Authors

J Archer¹; L Cunningham¹; A Juhàsz¹; S Jones¹; F Doull¹; SA Kayuni²; P Makaula²; B Mainga²; JE LaCourse¹; J Musaya²; JR Stothard¹;  ¹ Liverpool School of Tropical Medicine, UK;  ² College of Medicine, Kamuzu University of Health Sciences (KUHeS), UK

Discussion

Giardiasis is a waterborne and potentially debilitating intestinal parasitic disease caused by infection with the eukaryotic protozoan Giardia duodenalis. Whilst cosmopolitan in distribution, prevalence of human giardiasis can be particularly high in rural areas of low- and middle-income countries (LMICs) lacking adequate water and sanitation hygiene (WASH) infrastructure, including those in sub-Saharan Africa.
Of the eight known morphologically identical but genetically distinct G. duodenalis taxon assemblages A through H, the majority of human infections are caused by zoonotic assemblages A and B. Differentiation between human infections with G. duodenalis assemblages A and B, as well as between single (A or B)- and mixed (A and B)-assemblage infections, is therefore essential to better understand the pathological impact of infection with either, or both, assemblages and thus also for improved disease surveillance and control.
Using end-point PCR with subsequent genotyping and phylogenetic analyses, as well as real-time PCR, we assessed the prevalence of human infection with either, or both, G. duodenalis assemblages A and B using faecal samples provided by 305 school-aged children situated along the southern shoreline of Lake Malawi, Mangochi District, Malawi; an area where only limited data on the prevalence of human giardiasis is currently available. In addition, pathology data was also collected from all study participants in the form of lateral flow rapid diagnostic tests (RDTs) that detect overt blood and calprotectin in faeces, and questionnaire responses to the questions ‘do you currently have abdominal (stomach) pain?’ and ‘do you currently have loose stool (diarrhoea)?’.

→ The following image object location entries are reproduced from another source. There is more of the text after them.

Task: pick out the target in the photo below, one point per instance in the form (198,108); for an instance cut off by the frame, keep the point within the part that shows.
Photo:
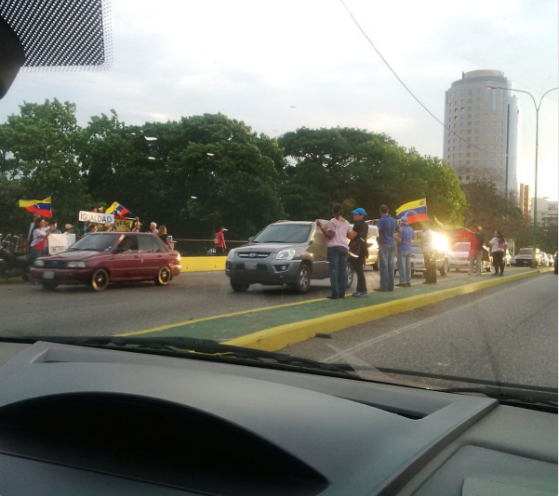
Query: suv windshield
(284,233)
(96,242)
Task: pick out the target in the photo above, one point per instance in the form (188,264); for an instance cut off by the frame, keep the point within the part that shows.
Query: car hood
(74,255)
(271,247)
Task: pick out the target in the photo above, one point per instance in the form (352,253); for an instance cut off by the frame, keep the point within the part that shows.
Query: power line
(406,88)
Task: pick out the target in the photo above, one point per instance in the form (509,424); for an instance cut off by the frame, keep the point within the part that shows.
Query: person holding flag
(415,211)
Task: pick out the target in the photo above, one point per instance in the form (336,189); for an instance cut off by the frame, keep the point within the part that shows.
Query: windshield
(284,233)
(207,142)
(96,242)
(461,247)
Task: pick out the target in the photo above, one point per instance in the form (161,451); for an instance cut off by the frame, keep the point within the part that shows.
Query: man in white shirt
(337,232)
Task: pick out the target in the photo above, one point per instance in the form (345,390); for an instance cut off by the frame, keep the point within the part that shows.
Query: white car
(458,257)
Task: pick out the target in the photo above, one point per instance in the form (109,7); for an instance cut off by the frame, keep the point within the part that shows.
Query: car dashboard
(84,421)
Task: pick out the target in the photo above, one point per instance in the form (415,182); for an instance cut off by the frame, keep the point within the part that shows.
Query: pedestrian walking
(219,242)
(358,250)
(404,239)
(498,248)
(386,228)
(36,216)
(476,251)
(165,237)
(337,231)
(40,238)
(429,257)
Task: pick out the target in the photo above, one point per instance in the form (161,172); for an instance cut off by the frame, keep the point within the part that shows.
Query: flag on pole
(415,211)
(118,209)
(42,207)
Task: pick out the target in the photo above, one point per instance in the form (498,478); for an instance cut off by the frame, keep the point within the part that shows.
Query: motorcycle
(12,265)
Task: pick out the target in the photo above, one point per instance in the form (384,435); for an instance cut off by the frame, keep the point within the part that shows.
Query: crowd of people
(348,244)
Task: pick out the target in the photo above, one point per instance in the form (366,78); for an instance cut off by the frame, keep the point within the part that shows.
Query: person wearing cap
(358,250)
(404,237)
(219,242)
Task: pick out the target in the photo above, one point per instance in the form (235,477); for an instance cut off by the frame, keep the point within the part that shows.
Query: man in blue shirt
(386,228)
(404,238)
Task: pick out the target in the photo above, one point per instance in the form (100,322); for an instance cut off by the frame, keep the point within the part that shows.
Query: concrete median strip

Prevalence of G. duodenalis infection was 39.3% when using a species-specific 18S diagnostic real-time PCR. When targeting two additional and distinct genetic assemblage-specific loci, 35% of all infections were identified as single G. duodenalis assemblage A; 32% were identified as single G. duodenalis assemblage B; and 33% were identified as mixed G. duodenalis A and B. No infections were identified as G. duodenalis assemblages C-H.

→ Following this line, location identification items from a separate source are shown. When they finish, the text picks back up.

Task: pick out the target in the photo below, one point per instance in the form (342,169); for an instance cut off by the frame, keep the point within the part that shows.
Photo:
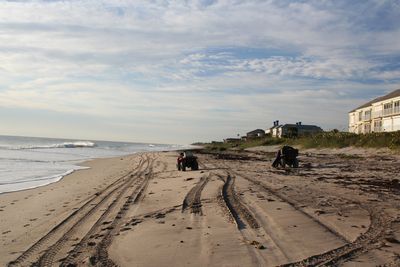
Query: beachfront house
(232,140)
(255,133)
(294,130)
(274,130)
(381,114)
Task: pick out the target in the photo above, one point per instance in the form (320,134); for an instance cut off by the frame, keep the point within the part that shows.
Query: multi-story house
(379,115)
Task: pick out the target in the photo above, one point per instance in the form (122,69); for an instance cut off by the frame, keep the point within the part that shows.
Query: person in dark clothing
(179,161)
(287,155)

Whilst there was no association between single infection with G. duodenalis assemblage A and any form of pathology, there was a statistically significant and strong positive correlation between single infection with G. duodenalis assemblage B and both self-reporting of abdominal pain and self-reporting of diarrhoea. Additionally, there was a statistically significant and positive correlation between mixed infection with both G. duodenalis assemblages A and B and self-reporting of abdominal pain, but no association between mixed infections and any other form of pathology. Our study therefore further highlights the importance of molecular methods that can be used to identify G. duodenalis assemblage types and investigate their impact on human intestinal pathology, whilst also reaffirming the need for improved access to WASH infrastructure in rural areas of low- and middle-income countries.